La prohibición, total o parcial, de su uso en los entornos escolares no puede ser una medida estándar, emocional, de ‘sentido común’, y jerárquica, sino algo mucho más dialogado y basado en el consenso y la implicación de la comunidad educativa: docentes, familias, estudiantes y agentes socioeducativos del entorno. Las voces de los estudiantes no suelen estar presentes en este diálogo. Las decisiones políticas sobre el uso de móviles en las escuelas serán más efectivas si se consideran las opiniones de estudiantes, profesorado y familias, y las medidas se construyen con ellos, en lugar de ‘sobre ellos’.

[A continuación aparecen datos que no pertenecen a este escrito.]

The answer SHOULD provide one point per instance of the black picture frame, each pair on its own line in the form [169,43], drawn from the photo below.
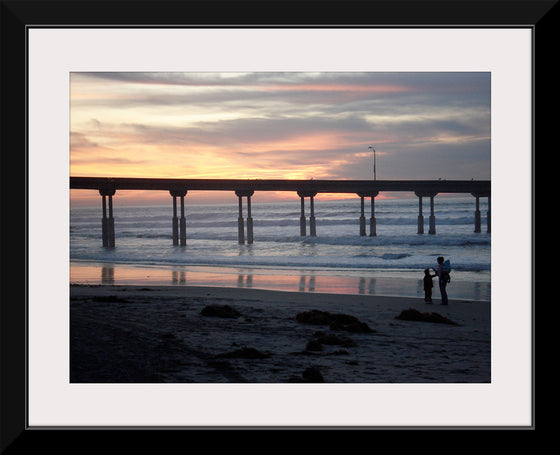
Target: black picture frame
[19,16]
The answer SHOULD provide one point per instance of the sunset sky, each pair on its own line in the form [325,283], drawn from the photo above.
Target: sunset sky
[278,126]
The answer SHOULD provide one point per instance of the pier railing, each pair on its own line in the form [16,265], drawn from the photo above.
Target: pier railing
[178,188]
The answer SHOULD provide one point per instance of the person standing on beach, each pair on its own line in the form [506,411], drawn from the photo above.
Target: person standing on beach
[443,280]
[428,285]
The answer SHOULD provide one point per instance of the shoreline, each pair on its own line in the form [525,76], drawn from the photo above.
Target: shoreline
[347,282]
[146,334]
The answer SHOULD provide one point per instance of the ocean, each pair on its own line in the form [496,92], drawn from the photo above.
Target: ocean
[336,260]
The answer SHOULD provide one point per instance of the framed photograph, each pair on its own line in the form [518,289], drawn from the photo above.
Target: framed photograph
[306,154]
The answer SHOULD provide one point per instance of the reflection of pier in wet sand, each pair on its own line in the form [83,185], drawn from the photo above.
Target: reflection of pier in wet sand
[304,281]
[178,188]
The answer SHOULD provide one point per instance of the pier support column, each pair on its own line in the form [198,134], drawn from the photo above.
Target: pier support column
[372,222]
[432,217]
[488,216]
[362,217]
[302,230]
[302,220]
[249,221]
[312,227]
[183,224]
[175,220]
[420,216]
[240,222]
[477,216]
[107,223]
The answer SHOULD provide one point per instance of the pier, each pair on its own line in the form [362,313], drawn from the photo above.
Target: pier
[364,189]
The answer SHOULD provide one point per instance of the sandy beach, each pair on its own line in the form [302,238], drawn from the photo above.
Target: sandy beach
[200,334]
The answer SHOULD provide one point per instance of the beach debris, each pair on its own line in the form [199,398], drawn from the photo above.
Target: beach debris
[414,315]
[309,375]
[109,299]
[220,311]
[336,321]
[333,340]
[243,353]
[314,345]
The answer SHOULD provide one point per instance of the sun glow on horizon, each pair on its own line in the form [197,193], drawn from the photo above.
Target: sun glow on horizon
[278,125]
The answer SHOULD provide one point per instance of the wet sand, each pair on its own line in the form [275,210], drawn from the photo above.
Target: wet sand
[166,334]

En un mundo cada vez más digitalizado, necesitamos que los jóvenes aprendan a hacer un uso responsable, saludable y seguro de la tecnología. La educación debe, además, enseñar a gestionar el tiempo, las distracciones y los riesgos asociados, como el ciberacoso o el uso inadecuado de redes sociales problemáticas. Los riesgos de la tecnología son reales; por eso hay que darle toda la importancia a educar en su buen uso.
El objetivo, por tanto, no debe ser simplemente restringir el acceso a la tecnología, sino integrar su manejo como una herramienta valiosa en una educación crítica, ética, solidaria y justa. Lo que necesitamos es crear escenarios propicios para un uso adecuado de los móviles en tareas que interesen y apasionen a los estudiantes sobre aprendizajes auténticos, donde las tecnologías y los móviles aporten valor formativo.

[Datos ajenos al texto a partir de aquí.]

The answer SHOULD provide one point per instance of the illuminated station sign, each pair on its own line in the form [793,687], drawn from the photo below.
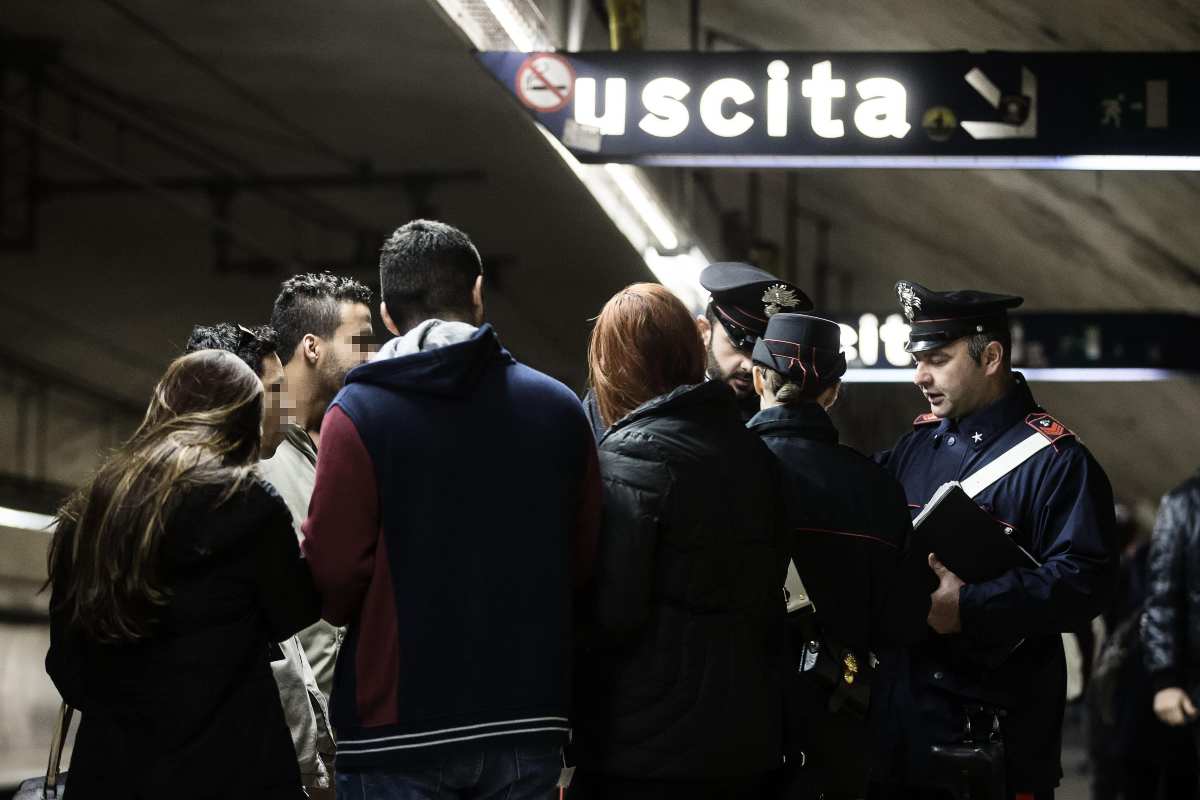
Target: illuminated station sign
[1047,346]
[1090,110]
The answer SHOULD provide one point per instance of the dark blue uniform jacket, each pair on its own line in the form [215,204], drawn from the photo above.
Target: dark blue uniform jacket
[1060,506]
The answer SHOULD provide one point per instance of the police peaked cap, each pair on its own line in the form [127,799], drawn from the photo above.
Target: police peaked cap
[744,298]
[939,318]
[805,349]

En el manifiesto de 150 profesores universitarios a favor del uso de las TIC con fines educativos se defiende su utilización porque «ofrece múltiples oportunidades para un aprendizaje activo, mediante el desarrollo de propuestas didácticas que se apoyan en recursos interactivos». Sabemos que esto es mucho más difícil que prohibirlos y que exige políticas y prácticas educativas comprometidas. Pero ¿no es esto lo que otorga sentido a un sistema escolar y a una institución educativa?

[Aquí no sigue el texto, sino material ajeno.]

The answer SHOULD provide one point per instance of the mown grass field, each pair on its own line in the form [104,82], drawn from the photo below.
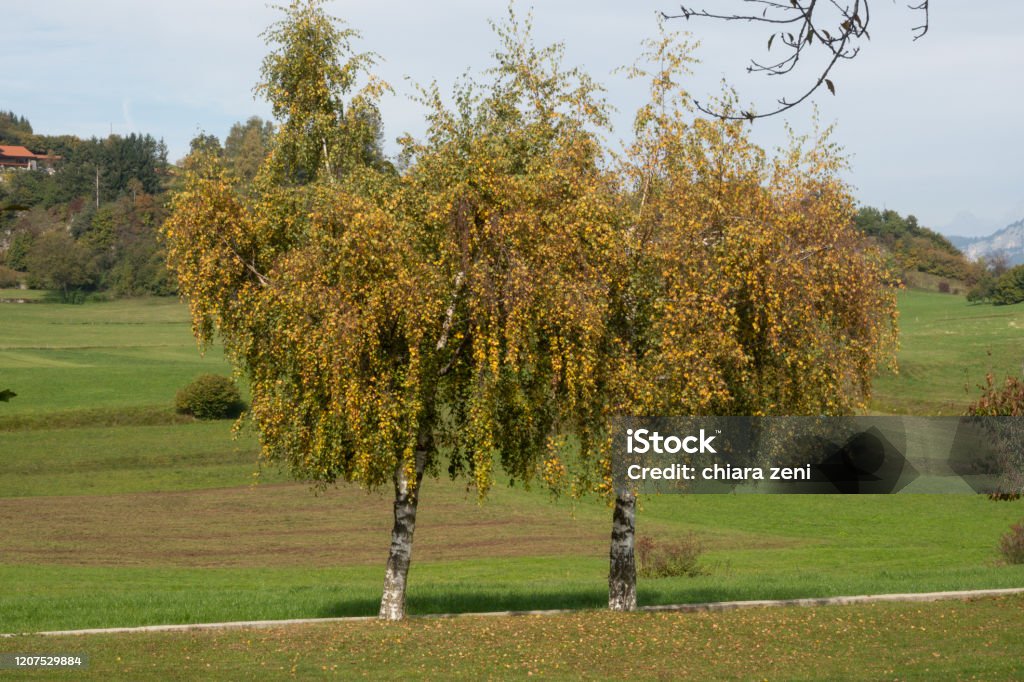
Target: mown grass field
[117,512]
[947,345]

Cuando simplificamos las cuestiones educativas para encontrar respuestas estándar o aplicaciones protocolizadas, eliminamos toda explicación crítica, social, cultural y política. Es entonces cuando la tarea educativa se convierte en un conjunto de acciones mecánicas, técnicas, ‘sin alma’. Inconscientemente, reafirmamos posiciones políticas prohibicionistas y, a veces, negacionistas, de las que, paralelamente, sufrimos sus consecuencias.